Piscines publiques : plongeon en eaux troubles ?

Mer, lac, rivière… la natation sera-t-elle votre sport de l’été ? À moins que vous ne choisissiez l’une des 16 000 piscines municipales. Si tel est le cas, certaines précautions s’imposent car la chimie se glisse entre deux brasses.
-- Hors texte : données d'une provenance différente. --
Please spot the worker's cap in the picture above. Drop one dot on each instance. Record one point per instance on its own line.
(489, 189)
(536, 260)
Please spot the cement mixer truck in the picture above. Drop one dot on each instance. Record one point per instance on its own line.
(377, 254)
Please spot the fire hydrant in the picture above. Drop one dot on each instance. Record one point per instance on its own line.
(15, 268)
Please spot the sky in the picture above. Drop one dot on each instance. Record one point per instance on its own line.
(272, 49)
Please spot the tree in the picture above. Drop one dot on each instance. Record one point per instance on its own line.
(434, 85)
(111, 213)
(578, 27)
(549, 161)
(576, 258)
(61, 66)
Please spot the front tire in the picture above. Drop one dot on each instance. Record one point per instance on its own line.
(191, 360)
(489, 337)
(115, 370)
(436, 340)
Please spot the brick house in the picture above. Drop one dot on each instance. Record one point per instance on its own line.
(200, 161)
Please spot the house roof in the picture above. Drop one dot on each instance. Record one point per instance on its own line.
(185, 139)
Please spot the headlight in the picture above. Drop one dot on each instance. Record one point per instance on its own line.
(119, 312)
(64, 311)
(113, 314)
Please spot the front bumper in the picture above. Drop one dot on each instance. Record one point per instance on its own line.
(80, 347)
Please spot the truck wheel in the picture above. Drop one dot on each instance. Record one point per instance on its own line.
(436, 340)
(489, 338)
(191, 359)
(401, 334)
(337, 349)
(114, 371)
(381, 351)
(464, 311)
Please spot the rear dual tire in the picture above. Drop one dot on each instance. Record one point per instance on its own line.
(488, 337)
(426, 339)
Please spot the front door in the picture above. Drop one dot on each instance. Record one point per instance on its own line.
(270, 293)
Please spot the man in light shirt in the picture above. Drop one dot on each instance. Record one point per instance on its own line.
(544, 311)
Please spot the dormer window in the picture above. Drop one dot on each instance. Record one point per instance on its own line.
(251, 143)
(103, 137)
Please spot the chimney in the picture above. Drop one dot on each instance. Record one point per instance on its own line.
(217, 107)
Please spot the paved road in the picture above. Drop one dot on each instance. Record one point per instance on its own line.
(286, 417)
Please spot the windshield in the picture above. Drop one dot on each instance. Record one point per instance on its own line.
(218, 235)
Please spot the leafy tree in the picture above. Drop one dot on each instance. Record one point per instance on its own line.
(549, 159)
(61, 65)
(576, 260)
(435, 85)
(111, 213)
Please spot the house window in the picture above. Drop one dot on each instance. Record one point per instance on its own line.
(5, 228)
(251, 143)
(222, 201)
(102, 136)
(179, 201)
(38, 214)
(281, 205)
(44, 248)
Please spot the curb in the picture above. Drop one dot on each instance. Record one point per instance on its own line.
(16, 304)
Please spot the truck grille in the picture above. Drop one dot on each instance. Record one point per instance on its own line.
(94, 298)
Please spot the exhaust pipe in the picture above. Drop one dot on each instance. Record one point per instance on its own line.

Article paru dans le numéro d’été 2011

Passé la porte de votre piscine, vous sentez de légers effluves de chlore utilisé pour éliminer les micro-organismes pathogènes présents dans les bassins, dont ceux laissés par les baigneurs. Car chacun d’entre nous y abandonne 500 mg de matières organiques (cheveux, poils, résidus de produits cosmétiques, squames de la peau,
bactéries). Multipliez par le nombre de nageurs chaque jour et vous obtiendrez un sacré bouillon de culture. Reste que les piscines publiques sont face à un dilemme : comment obtenir une eau propre, sans substances chimiques (chlore, brome, ozone), sans nuire à notre santé ? En juin 2010, dans un rapport de l’Agence nationale chargée de la sécurité sanitaire de l’alimentation, de l’environnement et du travail (Anses), une autre alarme était tirée : les produits de désinfection de l’eau se recombinent avec ces matières organiques en sous-produits nocifs, dont les trichloramines et les trihalométhanes (THM) ; danger qui n’est toujours pas pris en compte…

ALERTE CHIMIQUE !
Les chloramines se répandent surtout dans l’air. Une exposition fréquente, à des taux importants, peut entraîner des troubles respiratoires (asthme, bronchite, bronchiolite) et des irritations (peau et yeux). Quant aux THM, dont on suppose qu’ils sont cancérigènes, ils perturberaient également le système endocrinien ! C’est ce que révèle une étude en cours de publication, dirigée par le professeur Alfred Bernard, membre de l’unité de toxicologie de l’Université catholique de Louvain : « L’absorption des THM dans l’eau se fait par voie cutanée et ils vont directement dans le sang. Un bébé va en absorber en une heure autant qu’un maître nageur en une semaine. » Selon le spécialiste, l’usage du chlore est une impasse, et il faut revenir à des solutions de désinfection plus écologiques et moins toxiques comme le cuivre/argent.

LA DOUCHE QUI CHANGE TOUT
Pour l’heure, les autorités sanitaires misent sur une plus grande propreté des nageurs. « On peut atteindre un niveau de chlore inférieur à ce qui est pratiqué et limiter le risque des sous-produits de la chloration par une meilleure hygiène des baigneurs, à commencer par le savonnage obligatoire avant d’entrer dans l’eau », souligne Jean-Nicolas Ormsby, directeur adjoint à la direction de l’évaluation des risques de l’Anses. Un défi relevé avec succès par les pays scandinaves, la Suisse et l’Allemagne, qui parvient à se servir deux fois moins de produits désinfectants que la France. Côté réglementation, un nouveau texte devrait être promulgué fin 2012. « Nous envisageons notamment d’ajouter, dans le contrôle sanitaire, le suivi de la trichloramine dans l’air et des THM dans l’eau, précise Laëtitia Guillotin, de la Direction générale de la santé. Ainsi que d’autres prescriptions sur le renouvellement de l’air dans les piscines. » 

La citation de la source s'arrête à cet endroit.